アクラム・カーンも、また見事である。ダンスが素晴らしいのはもちろんであるが、時折挟み込まれるモノローグに込める感情などは、優にダンサーの域を超えている。観客にストレートに感情が叩き突けられてくる。
女優がダンサーの域に、そして、ダンサーが俳優の域へと、それぞれの分野を軽々と凌駕し出来上がった結晶は、この上もない極上品であった。

 


  物語がフェリー二の「カサノバ」から始まるのも、非常に好み、である。映画館で女が男を見初め、愛人にしてくれと詰め寄っていく。音楽のフィリップ・シェパードも素晴らしい。最近では映画「ムーン」が記憶に新しいところだが、ここでは、ああ、フランスもラテンなんだよなあなどと感じさせるような、絡み付くような実に扇情的なメロディが奏でられるのだ。女と男はメスとオスになり溶け合っていく。

 
 


  物語は、シュメールの神話の女神イナンナとシンクロし、冥界降りや磔刑などの試練をくぐり抜けて、人は心と身体を変容させながら新しい地平を切り拓くのだと説いていく。お互いが、どうしたら、あるいは何で、つながっていけるのかを模索しながらひとつに融合していく。

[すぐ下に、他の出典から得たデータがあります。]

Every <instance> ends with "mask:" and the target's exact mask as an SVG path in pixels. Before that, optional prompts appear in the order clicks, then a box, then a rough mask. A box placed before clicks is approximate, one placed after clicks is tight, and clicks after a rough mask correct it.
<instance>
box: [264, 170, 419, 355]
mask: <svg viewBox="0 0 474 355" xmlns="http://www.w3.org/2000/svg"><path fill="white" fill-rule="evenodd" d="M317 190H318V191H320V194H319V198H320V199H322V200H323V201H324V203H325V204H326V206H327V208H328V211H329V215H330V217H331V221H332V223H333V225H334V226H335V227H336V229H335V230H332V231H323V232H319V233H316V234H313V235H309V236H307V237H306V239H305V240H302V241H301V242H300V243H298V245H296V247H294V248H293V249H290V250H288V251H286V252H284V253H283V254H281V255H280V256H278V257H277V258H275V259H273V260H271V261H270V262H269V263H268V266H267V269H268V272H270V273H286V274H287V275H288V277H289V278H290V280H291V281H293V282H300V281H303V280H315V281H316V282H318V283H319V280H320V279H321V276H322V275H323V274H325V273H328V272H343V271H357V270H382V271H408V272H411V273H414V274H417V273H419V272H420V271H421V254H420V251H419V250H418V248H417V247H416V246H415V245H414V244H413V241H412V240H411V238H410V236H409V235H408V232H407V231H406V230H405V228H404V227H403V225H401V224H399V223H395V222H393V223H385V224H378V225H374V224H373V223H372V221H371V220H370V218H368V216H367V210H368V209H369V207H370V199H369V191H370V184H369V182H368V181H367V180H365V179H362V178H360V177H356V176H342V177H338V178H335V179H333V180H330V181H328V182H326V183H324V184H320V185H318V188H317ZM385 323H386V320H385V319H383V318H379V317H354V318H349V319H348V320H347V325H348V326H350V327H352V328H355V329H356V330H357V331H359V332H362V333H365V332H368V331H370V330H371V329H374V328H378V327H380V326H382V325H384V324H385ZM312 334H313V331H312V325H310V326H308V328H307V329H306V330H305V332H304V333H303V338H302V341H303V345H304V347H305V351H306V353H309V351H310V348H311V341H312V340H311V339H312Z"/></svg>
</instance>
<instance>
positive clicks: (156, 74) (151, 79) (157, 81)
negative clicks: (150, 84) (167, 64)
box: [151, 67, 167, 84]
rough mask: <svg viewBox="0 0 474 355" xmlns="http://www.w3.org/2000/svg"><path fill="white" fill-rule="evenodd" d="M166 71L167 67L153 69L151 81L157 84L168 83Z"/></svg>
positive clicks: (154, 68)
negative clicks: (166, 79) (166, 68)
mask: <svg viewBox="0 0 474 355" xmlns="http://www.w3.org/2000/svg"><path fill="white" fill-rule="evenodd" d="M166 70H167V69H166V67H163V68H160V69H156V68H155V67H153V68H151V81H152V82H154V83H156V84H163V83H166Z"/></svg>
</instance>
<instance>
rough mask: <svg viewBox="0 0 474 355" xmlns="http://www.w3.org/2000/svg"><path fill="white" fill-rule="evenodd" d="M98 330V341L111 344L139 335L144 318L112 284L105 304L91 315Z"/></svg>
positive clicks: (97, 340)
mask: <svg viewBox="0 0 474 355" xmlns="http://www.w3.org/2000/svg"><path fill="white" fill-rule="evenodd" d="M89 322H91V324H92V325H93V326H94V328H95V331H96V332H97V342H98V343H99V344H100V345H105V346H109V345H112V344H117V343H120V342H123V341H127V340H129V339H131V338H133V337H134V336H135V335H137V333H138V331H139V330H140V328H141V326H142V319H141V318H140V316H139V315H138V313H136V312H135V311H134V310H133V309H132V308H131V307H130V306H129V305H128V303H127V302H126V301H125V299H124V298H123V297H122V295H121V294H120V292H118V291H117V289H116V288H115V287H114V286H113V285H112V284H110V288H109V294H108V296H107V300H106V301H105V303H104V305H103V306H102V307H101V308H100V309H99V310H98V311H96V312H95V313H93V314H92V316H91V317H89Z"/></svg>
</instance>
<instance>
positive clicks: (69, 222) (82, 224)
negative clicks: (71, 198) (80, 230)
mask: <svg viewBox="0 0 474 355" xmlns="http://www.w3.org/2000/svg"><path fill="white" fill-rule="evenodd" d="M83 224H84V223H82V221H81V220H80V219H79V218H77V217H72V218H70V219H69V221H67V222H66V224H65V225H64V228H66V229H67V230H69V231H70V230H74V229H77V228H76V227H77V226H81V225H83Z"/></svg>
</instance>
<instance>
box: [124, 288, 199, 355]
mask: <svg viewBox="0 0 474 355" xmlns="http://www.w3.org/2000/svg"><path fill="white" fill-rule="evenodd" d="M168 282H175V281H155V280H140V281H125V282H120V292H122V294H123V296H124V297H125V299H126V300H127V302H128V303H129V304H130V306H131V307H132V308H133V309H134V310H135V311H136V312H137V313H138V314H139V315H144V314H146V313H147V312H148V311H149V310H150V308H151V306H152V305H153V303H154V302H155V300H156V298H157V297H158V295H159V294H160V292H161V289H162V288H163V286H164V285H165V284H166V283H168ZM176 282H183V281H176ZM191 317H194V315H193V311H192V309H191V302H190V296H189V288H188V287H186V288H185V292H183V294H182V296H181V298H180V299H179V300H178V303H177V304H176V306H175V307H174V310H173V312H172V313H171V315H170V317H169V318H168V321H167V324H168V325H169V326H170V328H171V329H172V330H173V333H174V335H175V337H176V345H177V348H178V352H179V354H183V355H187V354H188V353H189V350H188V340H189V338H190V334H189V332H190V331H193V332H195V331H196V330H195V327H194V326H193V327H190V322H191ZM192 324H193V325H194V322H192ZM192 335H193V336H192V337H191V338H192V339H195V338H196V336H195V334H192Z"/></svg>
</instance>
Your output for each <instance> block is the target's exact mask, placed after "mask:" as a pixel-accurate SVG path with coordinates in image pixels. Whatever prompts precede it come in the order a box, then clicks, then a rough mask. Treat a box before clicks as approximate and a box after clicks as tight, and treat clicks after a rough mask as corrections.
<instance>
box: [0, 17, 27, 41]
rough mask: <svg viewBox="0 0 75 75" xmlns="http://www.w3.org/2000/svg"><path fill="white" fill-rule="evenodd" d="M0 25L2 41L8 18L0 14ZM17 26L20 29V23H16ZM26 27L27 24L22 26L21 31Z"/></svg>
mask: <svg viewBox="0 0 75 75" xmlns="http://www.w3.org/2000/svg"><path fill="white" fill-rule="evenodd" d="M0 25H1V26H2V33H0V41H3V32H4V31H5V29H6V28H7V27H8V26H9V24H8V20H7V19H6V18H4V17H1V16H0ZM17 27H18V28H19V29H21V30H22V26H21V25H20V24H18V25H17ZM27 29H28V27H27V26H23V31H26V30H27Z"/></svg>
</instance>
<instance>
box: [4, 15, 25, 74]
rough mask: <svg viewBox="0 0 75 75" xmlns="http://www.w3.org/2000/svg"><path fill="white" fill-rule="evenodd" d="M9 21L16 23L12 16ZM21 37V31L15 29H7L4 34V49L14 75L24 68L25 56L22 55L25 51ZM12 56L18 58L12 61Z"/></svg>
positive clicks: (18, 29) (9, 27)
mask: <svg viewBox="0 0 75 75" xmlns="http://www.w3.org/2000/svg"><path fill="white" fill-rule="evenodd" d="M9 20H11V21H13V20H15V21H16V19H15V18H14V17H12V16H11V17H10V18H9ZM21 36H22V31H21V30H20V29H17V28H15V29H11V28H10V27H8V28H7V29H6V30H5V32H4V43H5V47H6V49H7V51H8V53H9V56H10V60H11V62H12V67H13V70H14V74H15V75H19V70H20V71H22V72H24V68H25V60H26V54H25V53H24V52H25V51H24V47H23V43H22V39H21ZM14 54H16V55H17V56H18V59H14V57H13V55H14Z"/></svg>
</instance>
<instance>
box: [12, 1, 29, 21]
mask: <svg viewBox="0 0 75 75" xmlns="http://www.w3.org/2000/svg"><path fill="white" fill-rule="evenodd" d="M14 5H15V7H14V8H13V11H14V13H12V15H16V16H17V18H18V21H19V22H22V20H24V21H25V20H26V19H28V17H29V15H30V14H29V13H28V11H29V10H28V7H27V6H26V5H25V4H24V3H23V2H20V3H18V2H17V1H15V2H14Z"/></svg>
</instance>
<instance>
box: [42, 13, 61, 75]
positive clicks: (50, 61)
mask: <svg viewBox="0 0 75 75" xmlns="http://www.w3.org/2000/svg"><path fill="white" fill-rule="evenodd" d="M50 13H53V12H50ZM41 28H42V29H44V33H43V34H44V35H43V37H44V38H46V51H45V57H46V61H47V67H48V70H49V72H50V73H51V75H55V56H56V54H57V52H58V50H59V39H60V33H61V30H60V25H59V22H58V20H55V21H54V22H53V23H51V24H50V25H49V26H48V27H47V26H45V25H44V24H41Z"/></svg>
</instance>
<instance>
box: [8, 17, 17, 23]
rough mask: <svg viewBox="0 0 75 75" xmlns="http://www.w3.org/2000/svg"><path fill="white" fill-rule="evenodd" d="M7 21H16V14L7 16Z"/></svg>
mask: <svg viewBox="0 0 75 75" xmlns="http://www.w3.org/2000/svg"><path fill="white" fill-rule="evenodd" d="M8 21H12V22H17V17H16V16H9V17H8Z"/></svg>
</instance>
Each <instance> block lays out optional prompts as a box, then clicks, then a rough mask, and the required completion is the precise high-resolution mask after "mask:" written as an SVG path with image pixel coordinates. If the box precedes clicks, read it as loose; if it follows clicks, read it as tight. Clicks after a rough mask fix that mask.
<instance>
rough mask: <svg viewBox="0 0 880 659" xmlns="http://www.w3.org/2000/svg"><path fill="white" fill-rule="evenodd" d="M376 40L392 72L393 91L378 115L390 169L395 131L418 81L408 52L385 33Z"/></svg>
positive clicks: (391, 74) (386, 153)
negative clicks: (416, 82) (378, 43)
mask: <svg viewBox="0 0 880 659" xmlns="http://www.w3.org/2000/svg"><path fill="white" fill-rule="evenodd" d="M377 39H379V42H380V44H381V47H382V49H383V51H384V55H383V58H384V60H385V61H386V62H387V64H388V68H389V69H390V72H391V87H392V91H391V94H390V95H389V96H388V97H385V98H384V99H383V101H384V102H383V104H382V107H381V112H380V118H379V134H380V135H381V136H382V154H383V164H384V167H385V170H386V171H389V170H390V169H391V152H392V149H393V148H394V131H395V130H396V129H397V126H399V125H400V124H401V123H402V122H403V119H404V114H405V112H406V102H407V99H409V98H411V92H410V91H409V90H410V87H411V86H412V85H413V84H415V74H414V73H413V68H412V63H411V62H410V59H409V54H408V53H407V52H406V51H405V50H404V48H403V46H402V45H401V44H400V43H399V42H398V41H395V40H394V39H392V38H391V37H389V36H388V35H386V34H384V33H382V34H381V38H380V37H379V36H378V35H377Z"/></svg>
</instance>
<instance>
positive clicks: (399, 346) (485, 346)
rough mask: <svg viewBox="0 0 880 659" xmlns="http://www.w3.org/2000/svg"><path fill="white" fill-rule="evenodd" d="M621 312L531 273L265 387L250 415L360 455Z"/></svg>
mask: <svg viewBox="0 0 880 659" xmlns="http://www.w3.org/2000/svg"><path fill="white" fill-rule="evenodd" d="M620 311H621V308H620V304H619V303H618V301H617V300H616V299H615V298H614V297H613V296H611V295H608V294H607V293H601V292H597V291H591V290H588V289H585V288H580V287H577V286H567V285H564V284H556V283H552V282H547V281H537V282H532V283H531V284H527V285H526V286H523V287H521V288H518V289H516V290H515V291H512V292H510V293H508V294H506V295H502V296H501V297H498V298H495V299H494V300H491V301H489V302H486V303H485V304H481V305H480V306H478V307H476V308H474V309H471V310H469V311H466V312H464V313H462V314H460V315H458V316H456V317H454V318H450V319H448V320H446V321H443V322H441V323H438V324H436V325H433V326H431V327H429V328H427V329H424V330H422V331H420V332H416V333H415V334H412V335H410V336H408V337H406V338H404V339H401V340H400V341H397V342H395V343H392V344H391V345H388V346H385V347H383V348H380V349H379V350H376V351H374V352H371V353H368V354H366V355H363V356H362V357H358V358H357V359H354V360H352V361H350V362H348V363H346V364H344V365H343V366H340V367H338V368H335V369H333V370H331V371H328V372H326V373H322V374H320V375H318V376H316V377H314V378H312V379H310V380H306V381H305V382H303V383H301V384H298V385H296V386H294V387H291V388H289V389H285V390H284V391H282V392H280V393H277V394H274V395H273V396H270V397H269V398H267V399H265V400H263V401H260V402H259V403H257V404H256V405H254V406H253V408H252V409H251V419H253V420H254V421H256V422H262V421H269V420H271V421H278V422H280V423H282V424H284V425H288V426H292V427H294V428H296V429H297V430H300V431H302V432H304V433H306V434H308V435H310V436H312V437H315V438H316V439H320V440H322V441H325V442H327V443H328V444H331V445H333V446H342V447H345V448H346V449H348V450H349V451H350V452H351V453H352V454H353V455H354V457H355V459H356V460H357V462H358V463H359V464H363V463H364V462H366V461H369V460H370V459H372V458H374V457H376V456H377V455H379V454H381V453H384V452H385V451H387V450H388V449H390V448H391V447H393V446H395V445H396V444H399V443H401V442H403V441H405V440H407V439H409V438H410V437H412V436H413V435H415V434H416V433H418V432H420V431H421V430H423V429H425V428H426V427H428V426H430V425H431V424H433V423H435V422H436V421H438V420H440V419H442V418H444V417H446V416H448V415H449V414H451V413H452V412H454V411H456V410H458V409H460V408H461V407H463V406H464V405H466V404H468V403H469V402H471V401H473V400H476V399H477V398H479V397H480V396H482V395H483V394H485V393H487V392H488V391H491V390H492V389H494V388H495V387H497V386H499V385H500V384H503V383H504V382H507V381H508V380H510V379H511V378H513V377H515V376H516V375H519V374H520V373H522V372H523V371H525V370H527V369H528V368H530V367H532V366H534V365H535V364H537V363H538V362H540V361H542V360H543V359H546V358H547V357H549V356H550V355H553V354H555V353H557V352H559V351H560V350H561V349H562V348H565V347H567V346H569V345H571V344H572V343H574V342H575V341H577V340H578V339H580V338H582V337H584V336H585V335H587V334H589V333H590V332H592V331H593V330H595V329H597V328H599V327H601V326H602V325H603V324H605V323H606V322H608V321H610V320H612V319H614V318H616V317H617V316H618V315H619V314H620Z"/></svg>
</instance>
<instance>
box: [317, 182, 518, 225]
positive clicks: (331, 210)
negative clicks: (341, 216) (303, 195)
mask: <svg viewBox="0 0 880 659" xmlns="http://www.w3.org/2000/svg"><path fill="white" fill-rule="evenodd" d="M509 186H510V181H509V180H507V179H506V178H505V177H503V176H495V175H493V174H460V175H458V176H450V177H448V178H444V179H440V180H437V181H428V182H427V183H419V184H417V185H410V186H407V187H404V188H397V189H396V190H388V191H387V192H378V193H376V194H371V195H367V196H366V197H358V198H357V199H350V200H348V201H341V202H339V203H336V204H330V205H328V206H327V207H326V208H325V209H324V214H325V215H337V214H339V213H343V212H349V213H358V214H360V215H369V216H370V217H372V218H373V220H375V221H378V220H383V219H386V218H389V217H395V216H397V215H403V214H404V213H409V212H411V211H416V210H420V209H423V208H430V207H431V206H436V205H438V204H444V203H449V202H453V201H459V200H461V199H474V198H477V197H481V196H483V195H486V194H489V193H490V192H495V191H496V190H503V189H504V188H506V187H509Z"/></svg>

  アニッシュ・カプーアの仕事振りも刺激的である。刻々と変化する状態を、具体的なアイコン出して説明することなく、イメージさせていく。壁と椅子の在り方。そして、そこに照らし出される色彩の選択。揺れ動くスピリットを美しく体言しアートとしても成立させている。
 



  「イン・アイ」。逡巡しながらも自分の内面を見つめることで初めて、相手に対して本質を掴んだコミュニケーションが取れるのではないかとでも言うようなメッセージが込められているのであろうか。スターの本物の実力がアートにまで昇華した瞬間に立ち会えたことだけでも幸せなひとときであった。